The cancer returned and when Harriet was too sick from radiation to attend mom's memorial service in December 1993, she decided she'd had enough fun. She made the well informed decision to stop further treatment and it was glorious! She visited, we packed up mother's house, and moaned at all of the crap she had collected. We sold it to the first interested buyer because we were afraid we'd never get another one.

We shopped, we went antiquing, we went out to lunch, and we laughed. We took mother's ashes back to West Virginia and held a small graveside service. Harriet insisted that she didn't need the closure of a service, but I knew better. We were able to grieve together as we placed flowers on her grave, right next to dad's.

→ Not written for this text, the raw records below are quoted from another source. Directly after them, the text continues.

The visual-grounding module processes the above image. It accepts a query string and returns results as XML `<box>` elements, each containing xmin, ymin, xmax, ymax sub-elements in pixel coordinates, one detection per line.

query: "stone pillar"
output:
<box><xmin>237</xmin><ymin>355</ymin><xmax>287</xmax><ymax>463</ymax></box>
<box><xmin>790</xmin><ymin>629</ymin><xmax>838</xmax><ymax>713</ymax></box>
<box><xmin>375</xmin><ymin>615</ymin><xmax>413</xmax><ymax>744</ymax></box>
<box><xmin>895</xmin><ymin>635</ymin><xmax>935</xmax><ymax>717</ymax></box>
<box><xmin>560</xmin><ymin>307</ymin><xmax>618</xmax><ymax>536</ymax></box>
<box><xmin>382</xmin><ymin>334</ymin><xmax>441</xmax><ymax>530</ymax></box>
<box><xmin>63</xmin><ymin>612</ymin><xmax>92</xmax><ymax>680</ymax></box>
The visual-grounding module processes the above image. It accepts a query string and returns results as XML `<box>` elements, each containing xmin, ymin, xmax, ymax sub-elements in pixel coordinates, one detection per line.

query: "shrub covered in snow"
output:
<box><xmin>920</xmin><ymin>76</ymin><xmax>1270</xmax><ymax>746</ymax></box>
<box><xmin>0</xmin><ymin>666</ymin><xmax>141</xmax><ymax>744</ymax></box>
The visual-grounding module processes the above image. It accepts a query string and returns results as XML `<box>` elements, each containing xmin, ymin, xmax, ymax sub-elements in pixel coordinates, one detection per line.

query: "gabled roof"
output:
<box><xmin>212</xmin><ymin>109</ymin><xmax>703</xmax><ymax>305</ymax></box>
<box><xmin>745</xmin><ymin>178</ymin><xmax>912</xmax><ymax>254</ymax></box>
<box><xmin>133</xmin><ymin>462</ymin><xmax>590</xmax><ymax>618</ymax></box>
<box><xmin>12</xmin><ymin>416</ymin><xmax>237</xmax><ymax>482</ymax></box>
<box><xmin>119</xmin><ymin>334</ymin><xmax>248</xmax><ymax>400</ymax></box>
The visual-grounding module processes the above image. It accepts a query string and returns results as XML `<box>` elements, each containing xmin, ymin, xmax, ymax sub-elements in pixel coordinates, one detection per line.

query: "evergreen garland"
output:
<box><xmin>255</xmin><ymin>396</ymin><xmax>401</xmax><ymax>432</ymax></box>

What I didn't realize was how sick she was. It was now August, and by September she was back in the hospital and we were looking for a nursing home for her. They spoke of hospice care, but I couldn't understand why; they were only sending her to rehab to get stronger, so that she could return home. Weren't they?

On October 20th, 1994 I received the call. She had died peacefully around 1:30 that afternoon. She was 54 years old. Too young, everyone said. I knew that as well, but this past August I turned 54 myself. It was a benchmark I have counted up to for the past 14 years and never spoke of to anyone. It sounded morbid, even to my own ears, but now? Now I have outlived my big sister and there were so many more things to do, so much to talk about, so many questions to ask.

There is nothing I can do except to refuse to become another statistic of this horrid disease that claims lives and devastates families. In 1984, mammograms were not the norm. "Those are just benign cysts, don't worry." Well, we should have worried. But it was 1984, and who knew? We didn't then, but we do now.

Get tested. Refuse to take doctor's reports lightly. Wear pink! Not just in October, but throughout the year. I find it ironic that the month she died is now Breast Cancer Awareness Month. I like to think that just maybe she had something to do with it.

If you have a sister? Cherish her, love her, hug her tightly. And then give her an extra one from me.